The art deal involves an $816 million cash infusion into Detroit’s pensions in exchange for transferring title to the works in the Detroit Institute of Arts, using $370 million from a group of foundations, $350 million from the state and the museum’s own money. It’s basically a sale of the art, in exchange for money to help avoid deeper cuts to the pensions, which are underfunded by $3.5 billion.
The sticking point is that Detroit’s bondholders are a bit sore that they won’t receive the same deal. Municipal retirees are facing cuts of 4.5 percent in their pension checks, while retired police officers and firefighters are facing no cuts, though their cost-of-living increases would be diminished. But certain general bondholders face about a one-fourth cut in the value of their bonds. Other bondholders, including those with claims on specific income streams, are coming out even worse.
These latter bondholders can be expected to argue that Detroit’s plan to exit bankruptcy “unfairly discriminates” against them. Chapter 9 incorporates this concept from the better known Chapter 11: the court cannot approve a plan against the will of the creditors if it discriminates unfairly. Giving a much better deal to one group over another could be an example of that. One bond insurer insists that creditors are entitled to the value of the art and is asking Detroit’s bankruptcy judge, Steven Rhodes, to order the city to explore alternatives to the $816 million deal.
After all, pensions and bonds are just two different kinds of unsecured claims when viewed with a certain degree of abstraction.
But when viewed with a bit of reality, they are, of course, quite different.

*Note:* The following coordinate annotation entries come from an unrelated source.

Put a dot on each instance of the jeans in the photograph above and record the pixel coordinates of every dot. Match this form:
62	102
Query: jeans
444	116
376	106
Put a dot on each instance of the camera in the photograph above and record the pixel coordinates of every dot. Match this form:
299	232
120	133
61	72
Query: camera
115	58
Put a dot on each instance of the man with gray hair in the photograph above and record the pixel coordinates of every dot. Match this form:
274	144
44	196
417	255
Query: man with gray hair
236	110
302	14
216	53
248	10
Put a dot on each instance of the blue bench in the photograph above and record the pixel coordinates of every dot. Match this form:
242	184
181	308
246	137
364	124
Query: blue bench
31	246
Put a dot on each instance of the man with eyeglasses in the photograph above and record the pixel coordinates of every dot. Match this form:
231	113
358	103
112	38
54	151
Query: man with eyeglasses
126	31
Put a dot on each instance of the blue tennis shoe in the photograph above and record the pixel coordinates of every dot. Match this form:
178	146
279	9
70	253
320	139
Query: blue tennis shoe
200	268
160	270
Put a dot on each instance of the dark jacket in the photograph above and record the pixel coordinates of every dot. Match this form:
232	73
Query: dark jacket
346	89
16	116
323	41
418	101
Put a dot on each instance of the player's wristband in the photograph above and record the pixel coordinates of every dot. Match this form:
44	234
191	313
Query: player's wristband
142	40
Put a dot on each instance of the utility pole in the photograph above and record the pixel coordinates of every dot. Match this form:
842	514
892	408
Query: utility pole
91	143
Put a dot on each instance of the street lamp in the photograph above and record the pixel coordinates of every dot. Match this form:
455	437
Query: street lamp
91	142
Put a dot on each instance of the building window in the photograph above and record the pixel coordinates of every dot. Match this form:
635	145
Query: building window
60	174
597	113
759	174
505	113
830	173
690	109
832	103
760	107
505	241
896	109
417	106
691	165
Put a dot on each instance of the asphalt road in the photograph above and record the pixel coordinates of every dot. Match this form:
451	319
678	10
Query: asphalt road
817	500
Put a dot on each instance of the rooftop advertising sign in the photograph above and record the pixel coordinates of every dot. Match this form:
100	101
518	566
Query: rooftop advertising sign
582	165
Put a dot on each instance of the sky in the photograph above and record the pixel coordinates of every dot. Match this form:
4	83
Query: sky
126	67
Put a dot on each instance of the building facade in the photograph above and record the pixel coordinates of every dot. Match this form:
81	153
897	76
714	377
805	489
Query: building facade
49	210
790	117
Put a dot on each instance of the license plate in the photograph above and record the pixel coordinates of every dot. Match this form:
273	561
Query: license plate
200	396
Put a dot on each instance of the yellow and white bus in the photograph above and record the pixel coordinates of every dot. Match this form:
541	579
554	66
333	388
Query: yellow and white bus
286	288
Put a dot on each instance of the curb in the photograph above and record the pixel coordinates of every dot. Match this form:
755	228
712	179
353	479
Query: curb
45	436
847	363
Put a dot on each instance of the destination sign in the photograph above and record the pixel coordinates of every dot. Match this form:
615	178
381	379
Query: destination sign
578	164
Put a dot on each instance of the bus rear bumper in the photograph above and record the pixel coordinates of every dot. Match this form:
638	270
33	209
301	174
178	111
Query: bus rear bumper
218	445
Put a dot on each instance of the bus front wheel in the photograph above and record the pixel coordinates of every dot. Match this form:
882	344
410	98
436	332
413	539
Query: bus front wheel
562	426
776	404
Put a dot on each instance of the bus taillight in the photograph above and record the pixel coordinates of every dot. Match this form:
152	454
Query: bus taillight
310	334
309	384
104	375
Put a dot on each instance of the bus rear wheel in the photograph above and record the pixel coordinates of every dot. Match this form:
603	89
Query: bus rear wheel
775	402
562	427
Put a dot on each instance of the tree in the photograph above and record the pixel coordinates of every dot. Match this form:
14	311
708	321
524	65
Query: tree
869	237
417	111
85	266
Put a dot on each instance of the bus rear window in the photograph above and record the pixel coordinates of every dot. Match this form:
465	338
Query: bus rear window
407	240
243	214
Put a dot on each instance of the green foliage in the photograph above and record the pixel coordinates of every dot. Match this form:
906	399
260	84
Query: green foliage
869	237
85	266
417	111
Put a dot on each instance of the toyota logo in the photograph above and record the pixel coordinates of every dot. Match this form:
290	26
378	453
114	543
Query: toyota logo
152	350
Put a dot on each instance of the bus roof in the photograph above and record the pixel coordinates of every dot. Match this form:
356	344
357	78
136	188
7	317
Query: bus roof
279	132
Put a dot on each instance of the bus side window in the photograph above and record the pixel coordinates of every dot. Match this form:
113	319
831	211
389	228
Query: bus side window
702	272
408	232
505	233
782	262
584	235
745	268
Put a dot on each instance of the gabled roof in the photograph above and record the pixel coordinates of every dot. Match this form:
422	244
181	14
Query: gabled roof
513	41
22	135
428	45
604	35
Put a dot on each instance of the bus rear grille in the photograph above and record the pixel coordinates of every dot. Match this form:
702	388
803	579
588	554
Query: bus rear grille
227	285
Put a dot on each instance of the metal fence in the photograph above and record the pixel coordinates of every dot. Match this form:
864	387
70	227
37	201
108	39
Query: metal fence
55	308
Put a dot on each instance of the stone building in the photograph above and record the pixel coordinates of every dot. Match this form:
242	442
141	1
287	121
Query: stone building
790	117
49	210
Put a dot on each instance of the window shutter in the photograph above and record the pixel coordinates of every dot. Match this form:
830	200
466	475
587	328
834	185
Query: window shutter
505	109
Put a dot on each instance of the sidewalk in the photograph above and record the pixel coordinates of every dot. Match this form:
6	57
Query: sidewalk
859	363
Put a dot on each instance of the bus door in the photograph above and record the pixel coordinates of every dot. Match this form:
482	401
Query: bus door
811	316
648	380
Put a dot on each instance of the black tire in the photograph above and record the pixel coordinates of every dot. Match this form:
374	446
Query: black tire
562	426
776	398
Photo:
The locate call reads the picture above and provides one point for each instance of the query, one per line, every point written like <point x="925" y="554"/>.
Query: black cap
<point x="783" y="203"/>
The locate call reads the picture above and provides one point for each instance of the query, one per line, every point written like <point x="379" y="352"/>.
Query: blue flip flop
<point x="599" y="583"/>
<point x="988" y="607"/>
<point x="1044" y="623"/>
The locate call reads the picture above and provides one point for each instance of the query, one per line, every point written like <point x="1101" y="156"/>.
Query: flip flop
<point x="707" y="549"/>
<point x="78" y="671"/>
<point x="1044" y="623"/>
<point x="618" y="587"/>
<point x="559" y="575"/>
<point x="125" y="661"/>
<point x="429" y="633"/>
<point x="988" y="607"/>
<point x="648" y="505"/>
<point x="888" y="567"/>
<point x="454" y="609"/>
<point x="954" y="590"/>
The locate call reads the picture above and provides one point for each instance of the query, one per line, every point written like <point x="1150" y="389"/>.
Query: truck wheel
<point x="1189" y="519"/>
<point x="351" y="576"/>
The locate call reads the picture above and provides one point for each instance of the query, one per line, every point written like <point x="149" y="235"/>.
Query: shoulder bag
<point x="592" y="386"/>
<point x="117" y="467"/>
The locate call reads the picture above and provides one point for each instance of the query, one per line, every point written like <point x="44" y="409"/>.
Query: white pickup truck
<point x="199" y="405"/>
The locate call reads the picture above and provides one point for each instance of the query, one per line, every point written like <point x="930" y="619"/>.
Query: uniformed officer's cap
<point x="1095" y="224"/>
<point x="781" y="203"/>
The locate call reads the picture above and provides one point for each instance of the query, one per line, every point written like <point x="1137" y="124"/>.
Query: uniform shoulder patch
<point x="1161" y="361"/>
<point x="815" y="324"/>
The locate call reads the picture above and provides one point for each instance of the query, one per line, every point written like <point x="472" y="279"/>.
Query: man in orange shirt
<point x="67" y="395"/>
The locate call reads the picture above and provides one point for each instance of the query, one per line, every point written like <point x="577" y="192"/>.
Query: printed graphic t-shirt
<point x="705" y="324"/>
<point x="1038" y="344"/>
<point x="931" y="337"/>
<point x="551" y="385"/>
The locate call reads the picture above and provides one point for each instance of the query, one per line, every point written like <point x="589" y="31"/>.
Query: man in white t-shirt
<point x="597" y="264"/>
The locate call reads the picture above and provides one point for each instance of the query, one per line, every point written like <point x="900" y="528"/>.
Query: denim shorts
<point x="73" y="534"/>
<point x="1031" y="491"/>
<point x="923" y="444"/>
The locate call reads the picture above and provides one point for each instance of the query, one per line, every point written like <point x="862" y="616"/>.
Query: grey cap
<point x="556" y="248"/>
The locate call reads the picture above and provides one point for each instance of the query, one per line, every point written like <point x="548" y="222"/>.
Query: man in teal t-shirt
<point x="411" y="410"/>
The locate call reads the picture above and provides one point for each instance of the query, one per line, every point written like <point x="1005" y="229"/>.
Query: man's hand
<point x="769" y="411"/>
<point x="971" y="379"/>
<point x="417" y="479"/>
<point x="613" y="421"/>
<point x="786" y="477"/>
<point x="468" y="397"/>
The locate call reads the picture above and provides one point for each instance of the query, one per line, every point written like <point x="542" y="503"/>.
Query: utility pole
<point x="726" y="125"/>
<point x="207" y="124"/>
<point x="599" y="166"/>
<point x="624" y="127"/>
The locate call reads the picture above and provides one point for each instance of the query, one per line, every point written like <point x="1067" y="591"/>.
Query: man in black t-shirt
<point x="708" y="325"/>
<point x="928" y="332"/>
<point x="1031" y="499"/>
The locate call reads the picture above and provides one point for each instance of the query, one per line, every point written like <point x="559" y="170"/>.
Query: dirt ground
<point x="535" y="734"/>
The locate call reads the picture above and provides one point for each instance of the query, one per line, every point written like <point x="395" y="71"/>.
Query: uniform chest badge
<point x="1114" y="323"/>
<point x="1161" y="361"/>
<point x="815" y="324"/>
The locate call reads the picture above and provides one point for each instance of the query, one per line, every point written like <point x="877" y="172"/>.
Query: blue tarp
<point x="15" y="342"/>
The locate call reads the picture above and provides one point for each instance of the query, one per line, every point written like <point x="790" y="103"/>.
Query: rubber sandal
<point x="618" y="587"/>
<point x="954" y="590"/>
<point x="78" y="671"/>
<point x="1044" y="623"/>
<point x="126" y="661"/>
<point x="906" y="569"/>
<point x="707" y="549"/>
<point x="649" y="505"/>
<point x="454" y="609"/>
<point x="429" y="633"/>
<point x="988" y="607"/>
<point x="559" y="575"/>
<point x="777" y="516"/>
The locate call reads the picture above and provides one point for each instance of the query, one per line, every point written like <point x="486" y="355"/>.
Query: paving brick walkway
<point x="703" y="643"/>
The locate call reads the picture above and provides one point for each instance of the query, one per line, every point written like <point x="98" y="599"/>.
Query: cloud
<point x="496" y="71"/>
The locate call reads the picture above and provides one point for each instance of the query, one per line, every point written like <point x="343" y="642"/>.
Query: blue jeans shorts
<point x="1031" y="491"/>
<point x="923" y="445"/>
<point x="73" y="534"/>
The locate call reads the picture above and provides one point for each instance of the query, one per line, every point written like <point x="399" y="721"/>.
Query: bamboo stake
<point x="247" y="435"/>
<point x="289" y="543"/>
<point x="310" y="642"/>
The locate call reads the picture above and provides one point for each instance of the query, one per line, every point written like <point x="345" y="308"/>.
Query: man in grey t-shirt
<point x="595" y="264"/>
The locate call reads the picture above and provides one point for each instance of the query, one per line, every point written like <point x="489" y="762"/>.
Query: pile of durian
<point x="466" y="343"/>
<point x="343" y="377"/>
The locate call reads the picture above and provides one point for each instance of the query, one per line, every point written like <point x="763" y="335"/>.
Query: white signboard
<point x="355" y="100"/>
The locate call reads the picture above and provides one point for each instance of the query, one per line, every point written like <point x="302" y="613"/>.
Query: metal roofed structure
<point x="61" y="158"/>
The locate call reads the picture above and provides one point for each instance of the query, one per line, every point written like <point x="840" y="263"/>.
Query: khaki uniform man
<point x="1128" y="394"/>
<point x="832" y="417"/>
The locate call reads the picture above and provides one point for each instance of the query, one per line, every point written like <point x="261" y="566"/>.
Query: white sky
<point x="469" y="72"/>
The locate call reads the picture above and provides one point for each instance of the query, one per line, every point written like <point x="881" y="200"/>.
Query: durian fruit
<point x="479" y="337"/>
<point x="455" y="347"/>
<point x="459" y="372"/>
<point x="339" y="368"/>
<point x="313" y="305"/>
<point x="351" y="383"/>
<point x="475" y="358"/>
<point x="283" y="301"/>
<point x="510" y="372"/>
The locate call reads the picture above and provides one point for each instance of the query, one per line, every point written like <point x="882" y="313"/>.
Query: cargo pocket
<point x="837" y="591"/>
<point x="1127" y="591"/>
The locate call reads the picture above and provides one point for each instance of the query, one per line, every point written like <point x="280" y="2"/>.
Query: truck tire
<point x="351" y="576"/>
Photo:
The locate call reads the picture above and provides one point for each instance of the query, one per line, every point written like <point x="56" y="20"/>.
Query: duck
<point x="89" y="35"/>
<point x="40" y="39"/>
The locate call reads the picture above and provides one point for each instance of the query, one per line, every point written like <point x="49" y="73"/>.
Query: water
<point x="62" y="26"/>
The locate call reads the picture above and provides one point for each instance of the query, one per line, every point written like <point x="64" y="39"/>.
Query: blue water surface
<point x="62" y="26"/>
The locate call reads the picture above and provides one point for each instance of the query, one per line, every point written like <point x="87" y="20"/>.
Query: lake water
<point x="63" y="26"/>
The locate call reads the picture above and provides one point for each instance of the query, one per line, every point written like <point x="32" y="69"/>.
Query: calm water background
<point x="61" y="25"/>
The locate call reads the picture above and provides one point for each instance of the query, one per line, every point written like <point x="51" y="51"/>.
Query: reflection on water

There is no way to liquidate a city. And if the bondholders and other creditors want to recover anything from Detroit, they need to make sure that it does not become a completely failed city.
Future revenues are important, but if nobody will work for the city because it reneged on its promises and the quality of life deteriorates even more than it already has, no one will want to live there. Revenues don’t come from a vacant lot.
If nobody will live in Detroit, its assets will have no value to the creditors. This means that there are good reasons to treat workers differently from bondholders. Detroit needs workers to rebuild the city.
This actually works with both sides of the art deal: If Detroit is stripped of its art, and its employees are unhappy, its chances of regaining viability drop tremendously.
In short, it may be discrimination, but it’s not unfair.